Activation of TREK Currents by the Neuroprotective Agent Riluzole in Mouse Sympathetic Neurons

Abstract

Background K2P channels play a key role in stabilizing the resting membrane potential, thereby modulating cell excitability in the central and peripheral somatic nervous system. Whole-cell experiments revealed a riluzole-activated current (I(RIL)), transported by potassium, in mouse superior cervical ganglion (mSCG) neurons. The activation of this current by riluzole, linoleic acid, membrane stretch, and internal acidification, its open rectification and insensitivity to most classic potassium channel blockers, indicated that I(RIL) flows through channels of the TREK [two-pore domain weak inwardly rectifying K channel (TWIK)-related K channel] subfamily.
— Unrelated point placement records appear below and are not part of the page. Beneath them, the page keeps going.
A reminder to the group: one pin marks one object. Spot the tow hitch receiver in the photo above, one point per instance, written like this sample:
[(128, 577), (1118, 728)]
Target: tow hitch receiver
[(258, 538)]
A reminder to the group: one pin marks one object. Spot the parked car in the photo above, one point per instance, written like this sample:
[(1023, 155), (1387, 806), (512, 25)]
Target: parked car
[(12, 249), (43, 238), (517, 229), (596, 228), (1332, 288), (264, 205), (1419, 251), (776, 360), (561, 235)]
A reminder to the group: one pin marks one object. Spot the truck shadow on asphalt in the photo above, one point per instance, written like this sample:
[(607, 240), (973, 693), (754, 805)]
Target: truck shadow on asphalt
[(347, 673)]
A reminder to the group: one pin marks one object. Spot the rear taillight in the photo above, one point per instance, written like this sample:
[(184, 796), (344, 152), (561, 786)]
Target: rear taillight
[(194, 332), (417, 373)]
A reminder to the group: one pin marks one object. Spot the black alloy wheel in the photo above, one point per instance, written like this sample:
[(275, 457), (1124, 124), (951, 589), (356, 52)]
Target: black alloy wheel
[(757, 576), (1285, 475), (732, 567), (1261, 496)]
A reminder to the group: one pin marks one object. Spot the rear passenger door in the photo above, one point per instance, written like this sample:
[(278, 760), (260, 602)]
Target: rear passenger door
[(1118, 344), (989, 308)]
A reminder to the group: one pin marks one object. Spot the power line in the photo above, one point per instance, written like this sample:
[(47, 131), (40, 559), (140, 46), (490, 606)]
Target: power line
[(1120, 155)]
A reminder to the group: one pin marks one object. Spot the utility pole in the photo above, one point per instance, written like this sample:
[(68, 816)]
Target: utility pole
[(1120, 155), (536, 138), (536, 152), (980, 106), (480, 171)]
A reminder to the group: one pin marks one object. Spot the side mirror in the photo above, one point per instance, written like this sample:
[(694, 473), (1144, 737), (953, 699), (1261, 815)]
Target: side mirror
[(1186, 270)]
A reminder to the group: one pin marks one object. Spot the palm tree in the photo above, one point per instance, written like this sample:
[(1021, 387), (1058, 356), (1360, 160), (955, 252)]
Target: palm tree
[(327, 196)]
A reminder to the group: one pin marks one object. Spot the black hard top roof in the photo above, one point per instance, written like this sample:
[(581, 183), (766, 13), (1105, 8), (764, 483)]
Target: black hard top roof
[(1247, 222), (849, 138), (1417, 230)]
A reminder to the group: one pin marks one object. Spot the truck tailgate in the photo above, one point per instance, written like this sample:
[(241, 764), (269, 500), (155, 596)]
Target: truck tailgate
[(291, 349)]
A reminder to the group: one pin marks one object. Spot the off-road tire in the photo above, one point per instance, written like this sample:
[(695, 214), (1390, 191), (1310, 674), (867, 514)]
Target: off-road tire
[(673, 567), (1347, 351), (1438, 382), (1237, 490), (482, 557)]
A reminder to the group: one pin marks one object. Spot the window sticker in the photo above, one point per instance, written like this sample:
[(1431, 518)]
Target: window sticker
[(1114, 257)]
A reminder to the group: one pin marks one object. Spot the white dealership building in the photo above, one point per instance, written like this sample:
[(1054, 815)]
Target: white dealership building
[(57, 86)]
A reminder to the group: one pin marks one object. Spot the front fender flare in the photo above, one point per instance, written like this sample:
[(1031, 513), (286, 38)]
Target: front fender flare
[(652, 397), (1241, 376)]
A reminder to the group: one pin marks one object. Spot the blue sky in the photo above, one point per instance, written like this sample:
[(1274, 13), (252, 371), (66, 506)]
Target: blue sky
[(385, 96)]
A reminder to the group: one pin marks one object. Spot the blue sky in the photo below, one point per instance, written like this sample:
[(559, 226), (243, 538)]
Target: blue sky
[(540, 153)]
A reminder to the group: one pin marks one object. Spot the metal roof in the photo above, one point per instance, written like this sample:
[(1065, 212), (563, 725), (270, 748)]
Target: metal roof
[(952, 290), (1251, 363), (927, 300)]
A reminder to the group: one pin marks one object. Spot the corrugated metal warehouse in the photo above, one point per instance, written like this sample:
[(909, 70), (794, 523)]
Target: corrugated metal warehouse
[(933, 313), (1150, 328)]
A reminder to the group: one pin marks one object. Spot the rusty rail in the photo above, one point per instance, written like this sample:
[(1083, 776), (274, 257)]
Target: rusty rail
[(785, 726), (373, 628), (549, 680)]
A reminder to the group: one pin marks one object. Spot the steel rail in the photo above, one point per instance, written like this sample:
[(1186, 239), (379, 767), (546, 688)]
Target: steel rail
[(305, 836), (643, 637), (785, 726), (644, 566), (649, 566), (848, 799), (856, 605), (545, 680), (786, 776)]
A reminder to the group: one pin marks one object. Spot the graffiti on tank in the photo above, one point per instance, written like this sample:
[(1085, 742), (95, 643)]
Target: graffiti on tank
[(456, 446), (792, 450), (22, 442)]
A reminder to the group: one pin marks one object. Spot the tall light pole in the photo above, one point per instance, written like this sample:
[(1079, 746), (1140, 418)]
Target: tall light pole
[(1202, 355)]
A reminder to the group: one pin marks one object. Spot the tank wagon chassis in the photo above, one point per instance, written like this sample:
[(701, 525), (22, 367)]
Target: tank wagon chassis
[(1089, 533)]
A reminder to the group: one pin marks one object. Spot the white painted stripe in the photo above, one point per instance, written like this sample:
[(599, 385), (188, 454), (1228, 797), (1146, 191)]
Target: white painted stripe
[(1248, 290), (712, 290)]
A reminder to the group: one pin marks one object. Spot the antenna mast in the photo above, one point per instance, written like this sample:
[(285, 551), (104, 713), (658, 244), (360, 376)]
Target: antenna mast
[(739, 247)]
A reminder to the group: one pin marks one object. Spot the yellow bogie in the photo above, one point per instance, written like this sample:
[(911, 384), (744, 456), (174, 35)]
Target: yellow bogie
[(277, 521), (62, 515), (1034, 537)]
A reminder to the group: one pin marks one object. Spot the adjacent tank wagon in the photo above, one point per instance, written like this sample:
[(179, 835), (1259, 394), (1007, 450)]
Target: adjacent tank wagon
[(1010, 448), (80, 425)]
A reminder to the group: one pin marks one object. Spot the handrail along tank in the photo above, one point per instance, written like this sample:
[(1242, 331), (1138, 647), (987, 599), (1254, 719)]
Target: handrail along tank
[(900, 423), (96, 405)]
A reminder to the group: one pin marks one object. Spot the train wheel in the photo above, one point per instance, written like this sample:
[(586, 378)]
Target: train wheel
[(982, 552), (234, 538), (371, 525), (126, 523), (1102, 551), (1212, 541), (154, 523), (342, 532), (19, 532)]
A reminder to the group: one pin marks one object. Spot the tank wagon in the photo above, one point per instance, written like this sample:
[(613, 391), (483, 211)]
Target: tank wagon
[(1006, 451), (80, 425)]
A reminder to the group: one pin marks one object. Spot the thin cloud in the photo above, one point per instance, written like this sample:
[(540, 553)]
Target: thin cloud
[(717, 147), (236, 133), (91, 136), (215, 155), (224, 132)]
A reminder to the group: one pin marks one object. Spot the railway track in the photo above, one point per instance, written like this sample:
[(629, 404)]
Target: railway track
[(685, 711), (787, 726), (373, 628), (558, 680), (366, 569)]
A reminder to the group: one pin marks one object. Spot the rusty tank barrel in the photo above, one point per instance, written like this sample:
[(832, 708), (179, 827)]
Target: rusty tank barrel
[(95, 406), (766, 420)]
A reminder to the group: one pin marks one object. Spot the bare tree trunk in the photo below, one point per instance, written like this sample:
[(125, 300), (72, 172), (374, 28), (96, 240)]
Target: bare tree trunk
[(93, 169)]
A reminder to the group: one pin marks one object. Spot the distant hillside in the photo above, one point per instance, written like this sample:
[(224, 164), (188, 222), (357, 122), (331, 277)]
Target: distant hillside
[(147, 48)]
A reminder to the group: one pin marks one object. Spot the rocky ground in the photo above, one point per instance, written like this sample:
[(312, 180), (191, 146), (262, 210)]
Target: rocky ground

Whole-ganglia and single-cell reverse transcription-PCR demonstrated the presence of TREK-1, TREK-2, and TRAAK (TWIK-related arachidonic acid-activated K(+) channel) mRNA, and the expression of these three proteins was confirmed by immunocytochemistry in mSCG neurons. I(RIL) was enhanced by zinc, inhibited by barium and fluoxetine, but unaffected by quinine and ruthenium red, strongly suggesting that it was carried through TREK-1/2 channels. Consistently, a channel with properties identical with the heterologously expressed TREK-2 was recorded in most (75%) cell-attached patches. These results provide the first evidence for the expression of K2P channels in the mammalian autonomic nervous system, and they extend the impact of these channels to the entire nervous system.